When I showed up, she was waiting for me at the fountain that sits in the center of Eulogy’s only roundabout. Across the street, families were spread out on picnic blankets, watchingThe Goonies.

We’d held hands the night before, but I couldn’t decide if it was supposed to mean anything. I’d been racking my brain all day, to the point where Hattie could barely tolerate how distracted Grace had me.

“Let’s go for a walk,” she said as she popped up from the edge of the fountain.

She wore a short white dress and mint-green sandals, and she smelled like a perfume of salt water, sunscreen, and bug spray.

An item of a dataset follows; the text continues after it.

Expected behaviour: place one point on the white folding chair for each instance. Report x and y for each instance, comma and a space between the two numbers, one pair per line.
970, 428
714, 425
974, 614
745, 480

As we headed in the opposite direction of the movie, she looped her arm through mine. We walked by darkened shop windows and rows of trees strung with twinkly lights.

She made the first move when she pulled me down a dark alley and kissed my bare shoulder. My eyes searched for hers in the dark. My hand slipped down her arm to intertwine with her fingers, and I kissed her on the lips. She kissed me back in the most ferocious way. For a moment, I was too shocked to even move, but soon our bodies were pressed up against the back door of one of the shops.

“I think Adam’s family lives out this way,” Freddie says, pulling me back into the present.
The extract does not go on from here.